A Healthier Heart
Frequent checkups can help patients with a serious cardiac condition stay on top of their health.
About two years ago, Doug Runge, 60, of Little and a member of RWJBarnabas Health Medical Silver was hospitalized at Monmouth Medical Center (MMC) for congestive heart failure (CHF), emphysema—a lung condition that causes shortness of breath—and chronic obstructive pulmonary disease (COPD). When he was discharged, his primary care physician and nurses recommended that he enroll in MMC’s Healthy Lives Program, in which patients with heart failure and COPD are closely monitored to reduce their risk of being re-admitted to the hospital. Today, Doug comes to the hospital every two to four weeks for blood work, lung function tests and medication checks.
“It’s very helpful,” says Doug. “The nurses are warm and make me feel at ease. They talk to me on the same level, which makes my situation easier to understand.”
Recently, Doug was having trouble sleeping due to difficulty breathing. One of the Healthy Lives nurses prescribed a respiratory treatment that has helped him get a good night’s sleep and greatly improved his quality of life. “I feel like I’m on top of my health, even though I have a progressive disease,” says Doug. “I can manage my symptoms much better.”
Hospitalization is common for patients with heart failure. About 83 percent of patients are hospitalized at least once, and 43 percent are hospitalized at least four times, according to a study published in the Annals of Translational Medicine. CHF is an advanced form of heart failure and has the highest readmission rates.
Over the past decade, strict guidelines have been developed to help doctors manage patients with CHF and keep them out of the hospital, says Isaac Tawfik, M.D., Chief of Cardiology at MMC Group. Patients need to take medication, follow a strict diet, exercise regularly and weigh themselves daily. “They’re supposed to call us if their weight fluctuates by more than three pounds,” he says. “If they retain excess water, they’re more likely to require hospitalization.”
The Benefits of Routine Monitoring
The Healthy Lives Program employs four Nurse Practitioners (NPs) with more than 20 years of experience working with cardiology patients.
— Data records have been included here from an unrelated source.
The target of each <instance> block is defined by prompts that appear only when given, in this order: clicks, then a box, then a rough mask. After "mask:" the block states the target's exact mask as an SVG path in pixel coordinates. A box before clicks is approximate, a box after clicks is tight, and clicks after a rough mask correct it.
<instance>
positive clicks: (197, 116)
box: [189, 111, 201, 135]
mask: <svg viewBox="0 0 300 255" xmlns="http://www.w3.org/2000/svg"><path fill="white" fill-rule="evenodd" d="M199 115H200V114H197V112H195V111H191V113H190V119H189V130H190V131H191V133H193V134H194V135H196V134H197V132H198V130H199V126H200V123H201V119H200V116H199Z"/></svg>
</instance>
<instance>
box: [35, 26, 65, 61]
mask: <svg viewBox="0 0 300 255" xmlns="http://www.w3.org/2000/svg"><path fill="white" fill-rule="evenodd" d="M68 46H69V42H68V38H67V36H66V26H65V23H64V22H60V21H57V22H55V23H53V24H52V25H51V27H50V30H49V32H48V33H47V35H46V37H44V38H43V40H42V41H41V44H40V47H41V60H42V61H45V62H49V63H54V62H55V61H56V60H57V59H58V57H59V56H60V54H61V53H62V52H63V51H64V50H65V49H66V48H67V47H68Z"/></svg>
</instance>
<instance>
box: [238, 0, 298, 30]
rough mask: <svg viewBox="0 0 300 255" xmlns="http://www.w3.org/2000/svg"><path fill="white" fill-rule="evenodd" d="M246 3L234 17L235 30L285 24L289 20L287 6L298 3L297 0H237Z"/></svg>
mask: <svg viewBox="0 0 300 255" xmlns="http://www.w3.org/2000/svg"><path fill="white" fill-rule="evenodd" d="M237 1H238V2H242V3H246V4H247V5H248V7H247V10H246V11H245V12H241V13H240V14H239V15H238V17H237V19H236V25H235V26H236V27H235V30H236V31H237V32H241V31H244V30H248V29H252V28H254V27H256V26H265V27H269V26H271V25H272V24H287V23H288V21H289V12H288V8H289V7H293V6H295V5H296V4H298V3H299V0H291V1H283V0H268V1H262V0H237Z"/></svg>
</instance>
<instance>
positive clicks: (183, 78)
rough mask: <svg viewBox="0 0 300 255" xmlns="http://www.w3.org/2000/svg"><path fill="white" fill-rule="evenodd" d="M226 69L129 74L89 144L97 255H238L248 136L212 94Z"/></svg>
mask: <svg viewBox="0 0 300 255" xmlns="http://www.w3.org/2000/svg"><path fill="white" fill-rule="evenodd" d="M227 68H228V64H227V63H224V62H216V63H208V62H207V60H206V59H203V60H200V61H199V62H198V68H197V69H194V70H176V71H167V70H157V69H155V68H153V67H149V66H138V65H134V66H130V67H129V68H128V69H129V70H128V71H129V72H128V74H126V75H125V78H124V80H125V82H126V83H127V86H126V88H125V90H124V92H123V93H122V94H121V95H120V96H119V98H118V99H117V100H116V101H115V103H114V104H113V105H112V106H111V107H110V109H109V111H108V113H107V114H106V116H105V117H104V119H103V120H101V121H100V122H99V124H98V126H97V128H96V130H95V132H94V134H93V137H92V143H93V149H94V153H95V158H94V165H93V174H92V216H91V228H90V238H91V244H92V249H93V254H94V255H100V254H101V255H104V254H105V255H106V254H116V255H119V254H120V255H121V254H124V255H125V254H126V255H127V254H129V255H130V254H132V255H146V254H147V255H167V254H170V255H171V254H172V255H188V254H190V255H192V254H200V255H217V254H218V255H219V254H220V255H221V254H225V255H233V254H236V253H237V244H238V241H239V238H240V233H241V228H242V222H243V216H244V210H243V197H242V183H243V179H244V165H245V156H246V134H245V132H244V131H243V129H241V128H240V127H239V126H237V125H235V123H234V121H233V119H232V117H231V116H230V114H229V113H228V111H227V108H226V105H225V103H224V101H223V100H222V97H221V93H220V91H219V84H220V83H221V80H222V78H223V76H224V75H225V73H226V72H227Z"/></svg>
The NPs perform stress testing, check patients’ medications and lab results, and visit them at their homes. They also educate patients about heart failure.
“We want patients to understand why we ask them to do things,” says Denise Yaman, DNP, APN, CHFN, the Healthy Lives Program coordinator. “If they understand, they’re more likely to comply and end up with a better health outcome.”
While the NPs can monitor patients remotely through telemedicine, it’s beneficial for patients to come to the office for checkups.
“In-person appointments enable us to examine patients; we can check for leg swelling, signs of water retention and breathing problems and intervene early to prevent hospital readmission,” Yaman says. “We can also listen to patients’ hearts and check for valve problems.”
During an office visit, a patient can be checked for related disorders, such as kidney failure. “Blood work can tell us if a patient has kidney disease and needs diuretic medications,” says Dr. Tawfik. “If a person is retaining an excessive amount of fluid, he or she can be given intravenous diuretics in the office and avoid a visit to the Emergency Department.”